Mallemala Entertainments
- Company type: Private
- Industry: Television
- Genre: Entertainment
- Founded: 10 April 1992; 34 years ago in Hyderabad, India
- Founder: Shyam Prasad Reddy
- Headquarters: Hyderabad, Telangana, India
- Area served: India
- Key people: M Deepthi Reddy
- Products: TV shows Film production
- Subsidiaries: M. S. Art Movies (1988–1991)

= Mallemala Entertainments =

Production house for television shows

Mallemala Entertainments is an Indian media and entertainment company which produces films and television programs. Its television productions include reality TV shows, comedy shows, game shows, entertainment and factual programming in Telugu.

Its notable productions includes TV shows like Jabardasth, Extra Jabardasth, Star Mahila, Dhee, and Manasu Mamata. It produced films like Ammoru (1995), Anji (2004), and Arundhati (2009). Mallemala Entertainments also owns the entertainment website 123Telugu.com.

== History ==
Shyam Prasad Reddy made his debut as a producer in Tollywood with the film Thalambralu in 1987 under the banner M. S. Art Movies. Later in 1992, he founded Mallemala Entertainments and started producing films under this banner. He ventured into Television with the reality game show Star Mahila which became a popular show of the time.

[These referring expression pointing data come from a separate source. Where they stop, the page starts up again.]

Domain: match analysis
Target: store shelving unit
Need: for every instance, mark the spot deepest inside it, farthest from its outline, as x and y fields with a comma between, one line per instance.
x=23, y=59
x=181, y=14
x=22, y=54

Over the time, the company continued to produce various shows and series on television and became a complete television-only production company.

== Films ==

| Film | Year | Director |
| Aagraham | 1993 | Kodi Ramakrishna |
| Ammoru | 1995 |
| Anji | 2004 |
| Arundhati | 2009 |

== Television shows ==

| Series/Show | Genre | Channel | First aired | Last Aired | Notes | Ref(s) |
| Star Mahila | Game show |  | 1 January 2007 | 3 April 2021 | Two seasons |  |
| Sravana Meghalu | Drama |  | 2007 | 2007 | Abruptly Ended |  |
| Thoorpu Velle Railu | Drama |  | 2008 | 29 January 2011 |  |  |
| Dhee | Reality Dance |  | 2009 | Present | 15th season ongoing |  |
| Manasu Mamata | Drama Romance | ETV | 31 January 2011 | 17 November 2021 |  |  |
| Jabardasth | Comedy | 7 February 2013 | Present |  |  |
| Extra Jabardasth | Comedy | 10 October 2014 | Present |  |  |
| Babai Hotel | Cooking | ETV Abiruchi | 1 August 2017 |  |  |  |
| Cash S2 | Game show | ETV | 3 March 2018 | December 2022 |  |  |
| Nuvvu Ready Nenu Ready | Game show |  | 20 August 2020 |  |  |  |
| Sridevi Drama Company | Comedy |  | 31 January 2021 | Present |  |  |
| Rechi | Comedy |  | 2021 | Present |  |  |
| Rangula Ratnam | Drama |  | 17 November 2021 | Present |  |  |
| Geetha Govindam | Drama Romance |  | 2 February 2022 | 15 April 2023 |  |  |
| Suma Adda | Comedy talk show |  | 7 January 2023 | Present |  |  |
| Pelli Pusthakam | Drama Romance |  | 17 April 2023 | Present |  |  |

== Digital media ==
Mallemala Entertainments also owns the entertainment website 123Telugu.com. It features information on film news and updates, film reviews, interviews with entertainment personalities, OTT and TV news. The website is available in both Telugu and English languages.